The Horn of Africa is facing two diplomatic crises. Somalia recalled its ambassador from Ethiopia and Sudan recalled its ambassador from Kenya. Both countries complain of alleged interference in their internal affairs and threats to their sovereignty.
Experts warn that the two diplomatic crises, one between Kenya and Sudan, the other between Ethiopia and Somalia, could threaten the stability of East Africa.
Sudan’s government, led by the head of the Sudanese Armed Forces, General Abdel Fatah al-Burhan, expressed its displeasure with Kenya after the government there gave a warm welcome to Burhan’s rival, the leader of Sudan’s paramilitary Rapid Support Forces, Mohamed Hamdan Dagalo, also known as Hemedti.
Kenya received Dagalo Wednesday as part of its efforts to find a peaceful settlement to the nearly nine-month-old Sudan conflict.
Angered by the move, Sudan’s government recalled its ambassador from Nairobi.
Al-Burhan sees Kenya as favoring Hemedti in the conflict and has called for Nairobi not to be part of mediation efforts spearheaded by regional bloc IGAD.
In the other crisis, Somali leaders were angered by the agreement this week between Ethiopia and the breakaway region of Somaliland. The deal would give landlocked Ethiopia access to the sea and allows it to establish a military base in Somaliland, which Somalia considers part of its territory.
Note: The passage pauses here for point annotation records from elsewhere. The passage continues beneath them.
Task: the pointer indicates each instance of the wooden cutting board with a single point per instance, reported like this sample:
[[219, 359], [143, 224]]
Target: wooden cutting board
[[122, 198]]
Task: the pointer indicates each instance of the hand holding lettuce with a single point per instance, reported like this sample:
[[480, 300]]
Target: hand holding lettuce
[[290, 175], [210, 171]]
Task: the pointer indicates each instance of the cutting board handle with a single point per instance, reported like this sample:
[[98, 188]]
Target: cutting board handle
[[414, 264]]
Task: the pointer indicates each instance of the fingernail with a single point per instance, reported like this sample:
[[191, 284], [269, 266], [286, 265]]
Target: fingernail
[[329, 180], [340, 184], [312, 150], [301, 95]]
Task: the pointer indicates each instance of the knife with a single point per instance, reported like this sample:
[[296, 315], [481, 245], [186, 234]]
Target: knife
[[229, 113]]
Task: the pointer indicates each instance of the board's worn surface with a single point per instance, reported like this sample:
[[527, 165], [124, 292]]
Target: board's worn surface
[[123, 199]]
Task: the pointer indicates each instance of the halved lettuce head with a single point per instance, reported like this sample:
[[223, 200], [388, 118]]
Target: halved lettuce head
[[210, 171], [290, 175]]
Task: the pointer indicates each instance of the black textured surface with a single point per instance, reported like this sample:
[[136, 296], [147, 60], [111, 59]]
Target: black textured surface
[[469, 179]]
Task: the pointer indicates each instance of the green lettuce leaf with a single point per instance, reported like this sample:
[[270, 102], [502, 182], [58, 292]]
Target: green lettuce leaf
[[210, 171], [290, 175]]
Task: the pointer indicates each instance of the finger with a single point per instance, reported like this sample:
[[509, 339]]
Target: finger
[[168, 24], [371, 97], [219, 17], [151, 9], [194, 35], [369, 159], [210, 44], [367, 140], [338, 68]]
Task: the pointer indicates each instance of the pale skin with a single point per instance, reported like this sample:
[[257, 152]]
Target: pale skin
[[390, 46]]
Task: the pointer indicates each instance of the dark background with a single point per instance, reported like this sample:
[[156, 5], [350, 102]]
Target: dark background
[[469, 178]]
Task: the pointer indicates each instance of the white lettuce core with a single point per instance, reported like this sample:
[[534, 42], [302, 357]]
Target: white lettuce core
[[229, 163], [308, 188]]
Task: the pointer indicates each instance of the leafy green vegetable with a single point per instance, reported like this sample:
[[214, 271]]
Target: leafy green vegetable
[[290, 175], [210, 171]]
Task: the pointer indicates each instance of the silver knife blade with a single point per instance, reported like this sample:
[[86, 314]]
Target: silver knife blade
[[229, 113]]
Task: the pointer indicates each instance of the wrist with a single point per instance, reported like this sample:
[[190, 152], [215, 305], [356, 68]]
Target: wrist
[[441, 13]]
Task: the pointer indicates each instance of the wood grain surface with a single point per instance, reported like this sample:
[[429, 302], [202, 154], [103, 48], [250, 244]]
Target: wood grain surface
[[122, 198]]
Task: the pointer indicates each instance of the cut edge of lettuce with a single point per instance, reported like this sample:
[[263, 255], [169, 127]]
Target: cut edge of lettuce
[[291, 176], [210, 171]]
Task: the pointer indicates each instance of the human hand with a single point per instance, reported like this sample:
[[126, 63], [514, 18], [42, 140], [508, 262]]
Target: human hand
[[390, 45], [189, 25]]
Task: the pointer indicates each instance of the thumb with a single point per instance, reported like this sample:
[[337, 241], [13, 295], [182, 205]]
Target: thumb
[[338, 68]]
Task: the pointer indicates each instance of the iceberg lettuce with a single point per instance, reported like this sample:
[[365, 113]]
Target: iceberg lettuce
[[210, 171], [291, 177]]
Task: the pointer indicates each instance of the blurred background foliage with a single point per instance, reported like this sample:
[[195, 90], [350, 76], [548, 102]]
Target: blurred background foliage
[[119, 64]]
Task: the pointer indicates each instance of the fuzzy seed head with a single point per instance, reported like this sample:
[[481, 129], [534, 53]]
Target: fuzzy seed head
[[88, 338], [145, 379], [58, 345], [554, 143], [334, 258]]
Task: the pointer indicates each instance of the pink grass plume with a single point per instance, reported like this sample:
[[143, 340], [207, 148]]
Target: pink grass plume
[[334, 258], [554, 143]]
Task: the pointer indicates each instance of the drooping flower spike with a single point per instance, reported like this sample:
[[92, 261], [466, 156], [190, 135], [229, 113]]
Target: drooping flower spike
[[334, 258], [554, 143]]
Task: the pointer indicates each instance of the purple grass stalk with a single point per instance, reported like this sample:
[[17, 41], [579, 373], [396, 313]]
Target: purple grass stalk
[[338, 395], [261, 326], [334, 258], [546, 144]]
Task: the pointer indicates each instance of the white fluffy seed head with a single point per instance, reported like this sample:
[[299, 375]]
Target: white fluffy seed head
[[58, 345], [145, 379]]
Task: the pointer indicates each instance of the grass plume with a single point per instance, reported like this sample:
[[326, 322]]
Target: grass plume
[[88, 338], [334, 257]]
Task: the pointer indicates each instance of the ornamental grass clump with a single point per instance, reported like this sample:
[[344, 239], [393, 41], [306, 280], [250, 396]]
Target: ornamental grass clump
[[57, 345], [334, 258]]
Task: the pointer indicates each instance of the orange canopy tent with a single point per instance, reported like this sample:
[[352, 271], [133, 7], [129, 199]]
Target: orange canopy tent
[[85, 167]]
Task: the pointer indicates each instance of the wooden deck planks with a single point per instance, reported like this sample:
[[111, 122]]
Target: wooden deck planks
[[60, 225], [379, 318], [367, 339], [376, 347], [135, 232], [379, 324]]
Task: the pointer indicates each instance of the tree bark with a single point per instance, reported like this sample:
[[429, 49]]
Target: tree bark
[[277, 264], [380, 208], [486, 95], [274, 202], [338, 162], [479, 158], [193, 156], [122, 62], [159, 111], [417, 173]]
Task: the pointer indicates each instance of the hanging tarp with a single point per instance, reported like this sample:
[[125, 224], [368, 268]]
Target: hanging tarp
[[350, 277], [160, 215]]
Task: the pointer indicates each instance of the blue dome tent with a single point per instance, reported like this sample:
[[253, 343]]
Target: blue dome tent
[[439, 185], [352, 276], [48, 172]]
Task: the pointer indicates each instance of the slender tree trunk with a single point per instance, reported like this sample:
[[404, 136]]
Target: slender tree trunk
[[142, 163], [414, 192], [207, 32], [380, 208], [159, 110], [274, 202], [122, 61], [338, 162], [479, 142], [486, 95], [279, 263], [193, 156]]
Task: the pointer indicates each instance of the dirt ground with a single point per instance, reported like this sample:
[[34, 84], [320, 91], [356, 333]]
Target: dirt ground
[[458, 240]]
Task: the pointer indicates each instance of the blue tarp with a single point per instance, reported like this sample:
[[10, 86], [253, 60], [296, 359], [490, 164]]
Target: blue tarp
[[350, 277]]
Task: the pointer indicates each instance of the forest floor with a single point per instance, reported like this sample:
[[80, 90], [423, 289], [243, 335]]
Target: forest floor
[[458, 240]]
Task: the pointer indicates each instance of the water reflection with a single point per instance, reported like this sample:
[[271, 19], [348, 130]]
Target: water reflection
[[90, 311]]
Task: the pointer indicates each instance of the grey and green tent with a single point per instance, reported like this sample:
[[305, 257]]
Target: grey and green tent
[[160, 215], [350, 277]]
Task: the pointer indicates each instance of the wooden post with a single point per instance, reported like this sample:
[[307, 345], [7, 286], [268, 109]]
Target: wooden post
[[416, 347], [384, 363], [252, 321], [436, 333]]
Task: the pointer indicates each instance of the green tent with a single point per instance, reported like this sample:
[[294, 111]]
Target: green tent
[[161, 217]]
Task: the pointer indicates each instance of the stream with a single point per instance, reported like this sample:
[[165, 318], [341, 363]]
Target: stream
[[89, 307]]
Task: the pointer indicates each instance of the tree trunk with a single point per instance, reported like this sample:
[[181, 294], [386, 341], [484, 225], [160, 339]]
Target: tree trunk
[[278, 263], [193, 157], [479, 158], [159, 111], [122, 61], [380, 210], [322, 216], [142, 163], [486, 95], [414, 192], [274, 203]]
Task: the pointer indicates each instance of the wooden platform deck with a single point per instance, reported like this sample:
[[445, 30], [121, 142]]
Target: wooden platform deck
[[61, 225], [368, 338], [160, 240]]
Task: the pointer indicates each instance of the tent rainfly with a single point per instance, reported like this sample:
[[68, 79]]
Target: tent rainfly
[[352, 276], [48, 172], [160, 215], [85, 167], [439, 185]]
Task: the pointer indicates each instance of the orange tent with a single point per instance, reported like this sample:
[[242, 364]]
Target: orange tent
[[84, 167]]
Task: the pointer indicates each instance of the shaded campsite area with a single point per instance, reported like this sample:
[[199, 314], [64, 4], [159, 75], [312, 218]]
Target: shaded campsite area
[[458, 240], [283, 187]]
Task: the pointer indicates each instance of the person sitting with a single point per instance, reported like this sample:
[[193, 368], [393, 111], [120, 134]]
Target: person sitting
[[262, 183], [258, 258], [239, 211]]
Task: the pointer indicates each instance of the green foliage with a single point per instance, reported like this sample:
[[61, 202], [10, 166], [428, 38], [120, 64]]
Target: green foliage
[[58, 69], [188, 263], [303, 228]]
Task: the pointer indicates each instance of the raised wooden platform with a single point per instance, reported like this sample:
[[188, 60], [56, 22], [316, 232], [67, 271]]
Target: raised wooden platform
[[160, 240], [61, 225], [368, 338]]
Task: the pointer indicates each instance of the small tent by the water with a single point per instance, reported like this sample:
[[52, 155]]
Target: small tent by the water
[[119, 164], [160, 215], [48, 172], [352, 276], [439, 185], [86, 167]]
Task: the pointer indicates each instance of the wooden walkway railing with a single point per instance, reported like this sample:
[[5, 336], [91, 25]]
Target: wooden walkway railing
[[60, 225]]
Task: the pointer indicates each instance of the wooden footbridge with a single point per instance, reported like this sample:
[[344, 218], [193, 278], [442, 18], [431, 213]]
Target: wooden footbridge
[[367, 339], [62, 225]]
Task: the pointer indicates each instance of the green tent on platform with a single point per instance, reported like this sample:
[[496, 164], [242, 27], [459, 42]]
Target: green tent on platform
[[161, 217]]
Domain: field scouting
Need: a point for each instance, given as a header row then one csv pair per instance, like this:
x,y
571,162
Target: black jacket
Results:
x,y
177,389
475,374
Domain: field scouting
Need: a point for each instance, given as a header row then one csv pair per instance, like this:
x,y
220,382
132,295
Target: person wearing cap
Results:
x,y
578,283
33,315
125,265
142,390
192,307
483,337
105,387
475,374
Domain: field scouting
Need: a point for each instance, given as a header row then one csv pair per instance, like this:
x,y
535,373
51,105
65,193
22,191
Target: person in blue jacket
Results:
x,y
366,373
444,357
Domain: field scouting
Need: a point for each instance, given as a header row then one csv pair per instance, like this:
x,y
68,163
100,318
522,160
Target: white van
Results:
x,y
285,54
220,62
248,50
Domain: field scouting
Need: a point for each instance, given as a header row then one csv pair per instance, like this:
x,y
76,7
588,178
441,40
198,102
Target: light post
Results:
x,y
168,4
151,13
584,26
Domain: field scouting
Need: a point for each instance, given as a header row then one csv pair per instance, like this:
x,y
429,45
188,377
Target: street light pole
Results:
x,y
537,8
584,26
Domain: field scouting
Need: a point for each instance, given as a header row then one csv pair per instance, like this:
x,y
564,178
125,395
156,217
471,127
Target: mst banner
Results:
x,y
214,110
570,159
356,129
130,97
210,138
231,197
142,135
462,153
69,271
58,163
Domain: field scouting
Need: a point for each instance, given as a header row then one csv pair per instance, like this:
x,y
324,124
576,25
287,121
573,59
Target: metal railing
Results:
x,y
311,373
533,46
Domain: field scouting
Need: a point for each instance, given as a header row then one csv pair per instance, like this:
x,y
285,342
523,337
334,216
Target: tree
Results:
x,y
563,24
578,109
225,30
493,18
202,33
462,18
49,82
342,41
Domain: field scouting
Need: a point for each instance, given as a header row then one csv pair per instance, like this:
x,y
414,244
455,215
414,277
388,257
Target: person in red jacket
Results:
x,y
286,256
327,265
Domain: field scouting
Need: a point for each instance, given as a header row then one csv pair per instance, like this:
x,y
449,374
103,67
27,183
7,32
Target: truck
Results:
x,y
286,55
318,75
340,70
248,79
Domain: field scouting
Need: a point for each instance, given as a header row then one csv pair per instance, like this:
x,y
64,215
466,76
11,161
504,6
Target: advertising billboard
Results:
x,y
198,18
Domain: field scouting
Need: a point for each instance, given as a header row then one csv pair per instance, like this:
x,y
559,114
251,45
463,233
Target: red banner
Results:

To protest the deal, Mogadishu recalled its ambassador from Addis Ababa.
The head of the Horn Institute for Strategic Studies, Hassan Khannenje, explained what the latest diplomatic spats mean for a region that has a history of border disputes and conflicts.
“For Sudan, it complicates efforts to mediate that conflict, considering Kenya has been a key player in the IGAD quartet,” Khannenje said. “It also opens another area of potential conflict between Ethiopia and Somalia, considering that just in the recent week, Mogadishu had made efforts to restart the reconciliation talks with Hargeisa. What that does is it torpedoes all those efforts and sends the entire region into a tailspin with regard to diplomacy.”
Both Somalia and Sudan have long struggled with internal divisions and conflict, which have displaced millions.
Nasong’o Muliro, an international relations and diplomacy lecturer in Kenya, said some foreign powers, including countries in the Gulf, are fueling the potential conflict between the African countries.
“So many foreign actors are at play in the region, and it’s creating alliances that are now also degenerating into inter-state conflicts because the Horn of Africa was basically suffering from internal conflict, but now, we see a spike of inter-state conflicts whether they are armed, but then they are conflict between states,” Muliro said.
Muliro said countries like Kenya and Ethiopia should not be taking advantage of the weak central governments in Sudan and Somalia to engage local leaders and pursue their own interests in those countries.
“We are seeing a situation where the tradition that has been there of engaging the government of the day, no matter how weak it is, but now it’s almost changing,” Muliro said. “We are looking at Hemedti and Burhan and in any case, Africa should be behind Burhan but you can see that the states are selectively almost recognizing Hemedti.”
The African Union and other international actors are calling for de-escalation of tensions and respect for each nation’s territorial integrity and sovereignty.